Recall that ancestors from Alsace were quite mobile and that this makes them difficult to research. For a long time, French genealogy societies, called cercles, have been heroically going through, town by town, all of the parish and civil registrations and extracting names and dates. It is painstaking work, as anyone who has looked through the registers on the Departmental Archives websites will know.
The extracted names then are put in alphabetical order and listed in booklets sold by the societies, by town name and type of registration, e.g. "Commune X - Naissances". Thus, one could buy a booklet for all of the births for a town dating from, for example, 1669 to 1870. It would list the names of the children, the parents, any godparents and give the date of the baptism or birth registration. Armed with that, the researcher could then find the registration at the Departmental Archives or on their website and make a copy.
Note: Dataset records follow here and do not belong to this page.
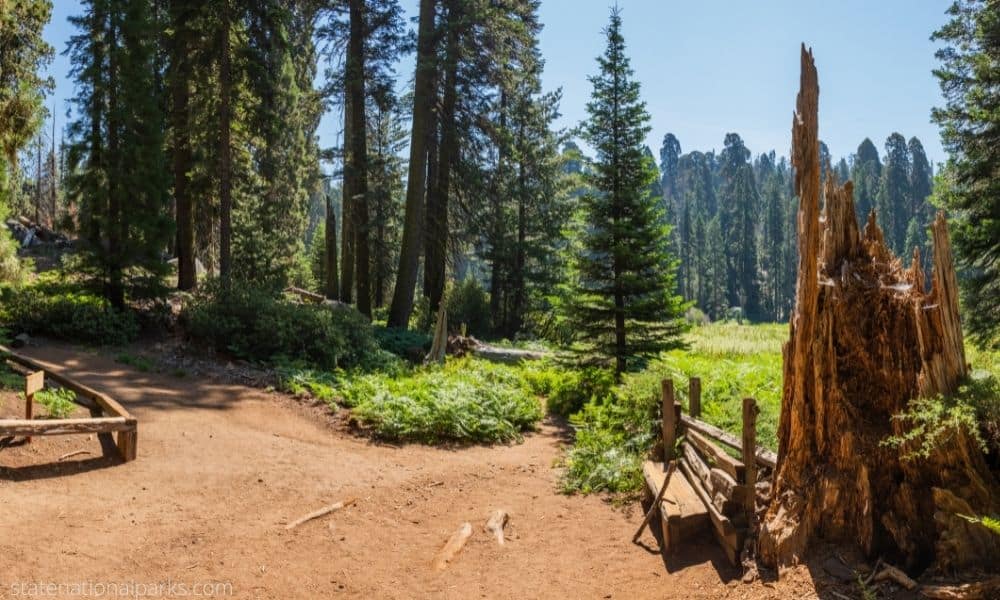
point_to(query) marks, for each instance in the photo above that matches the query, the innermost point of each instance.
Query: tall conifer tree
(624, 307)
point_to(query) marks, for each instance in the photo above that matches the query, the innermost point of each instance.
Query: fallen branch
(970, 591)
(496, 523)
(72, 454)
(453, 547)
(320, 513)
(892, 573)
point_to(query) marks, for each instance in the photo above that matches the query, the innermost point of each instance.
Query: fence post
(694, 397)
(33, 382)
(750, 454)
(669, 419)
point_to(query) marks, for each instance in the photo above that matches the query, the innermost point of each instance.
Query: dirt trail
(222, 468)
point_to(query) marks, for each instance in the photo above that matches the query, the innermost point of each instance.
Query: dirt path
(223, 468)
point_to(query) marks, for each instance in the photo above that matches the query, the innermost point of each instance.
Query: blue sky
(710, 67)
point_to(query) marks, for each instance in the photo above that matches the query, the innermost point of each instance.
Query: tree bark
(332, 283)
(357, 164)
(436, 247)
(225, 147)
(423, 93)
(866, 339)
(347, 259)
(180, 76)
(116, 285)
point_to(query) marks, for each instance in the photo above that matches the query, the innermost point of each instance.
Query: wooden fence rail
(724, 485)
(115, 420)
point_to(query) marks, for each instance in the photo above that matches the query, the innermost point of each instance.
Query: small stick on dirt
(891, 572)
(320, 513)
(453, 547)
(981, 590)
(874, 572)
(72, 454)
(496, 523)
(656, 505)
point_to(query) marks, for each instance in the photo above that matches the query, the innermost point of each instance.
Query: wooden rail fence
(708, 487)
(112, 416)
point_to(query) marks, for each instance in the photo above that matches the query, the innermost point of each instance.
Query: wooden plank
(127, 442)
(716, 456)
(764, 456)
(697, 465)
(109, 405)
(694, 397)
(64, 426)
(725, 531)
(749, 446)
(34, 382)
(668, 419)
(681, 504)
(724, 483)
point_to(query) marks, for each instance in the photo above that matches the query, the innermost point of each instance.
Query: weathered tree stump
(865, 339)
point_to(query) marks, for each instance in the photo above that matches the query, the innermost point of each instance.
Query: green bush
(613, 435)
(70, 314)
(577, 388)
(468, 303)
(615, 432)
(255, 325)
(466, 400)
(59, 403)
(401, 342)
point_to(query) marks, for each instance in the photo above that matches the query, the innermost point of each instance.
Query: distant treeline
(733, 216)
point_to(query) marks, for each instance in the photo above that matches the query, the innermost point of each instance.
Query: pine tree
(739, 203)
(22, 88)
(124, 181)
(625, 308)
(182, 13)
(893, 200)
(969, 76)
(423, 124)
(866, 172)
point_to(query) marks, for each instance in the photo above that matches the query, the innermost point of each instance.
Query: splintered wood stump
(867, 338)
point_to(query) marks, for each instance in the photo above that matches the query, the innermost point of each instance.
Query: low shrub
(402, 342)
(256, 325)
(71, 314)
(59, 403)
(576, 388)
(615, 431)
(466, 400)
(613, 434)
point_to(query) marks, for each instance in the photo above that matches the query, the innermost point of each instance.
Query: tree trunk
(116, 285)
(347, 192)
(332, 283)
(498, 250)
(357, 164)
(430, 203)
(180, 76)
(95, 110)
(436, 249)
(225, 147)
(423, 93)
(865, 340)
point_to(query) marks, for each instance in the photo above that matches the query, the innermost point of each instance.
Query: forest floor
(222, 468)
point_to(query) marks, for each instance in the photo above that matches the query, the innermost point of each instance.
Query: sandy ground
(222, 468)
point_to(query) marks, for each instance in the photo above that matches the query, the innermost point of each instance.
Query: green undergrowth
(466, 400)
(59, 403)
(616, 430)
(64, 308)
(929, 423)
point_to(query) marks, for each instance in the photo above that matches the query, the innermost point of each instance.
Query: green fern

Over the years, the formats changed. From booklets, the extracts, called relevés, were then put on France's early internet, Minitel, now defunct. With the demise of that, the various societies slowly set up their own websites and struggled to convert their often idiosyncratic databases and programmes to something that could be used online and that would also bring them some income. The large, commercial genealogy websites posed a very real threat with their own indexing, until the two began working together to provide quite a boost to the researcher.
Geneanet has worked extensively with the societies and has just announced that it will now have access to the extracts made by the Cercle généalogique d'Alsace (discussed here). This will be an incredible help for all of those who cannot easily read the writing or who would rather not peruse thousands of registers seeking their ancestors.
As explained on the Geneanet blog, the most direct way to search just the Alsace collection is to go to the search page entitled Genealogy Society Indexes. As their global searches produce quite messy results, this is the recommended way to conduct a focused search. You must have a "Premium" subscription to Geneanet to view the results. This costs forty euros per year, while joining the cercle costs fifty-eight euros, although you would receive their Bulletin as well.
This new avenue should be of great help to many of you, Dear Readers!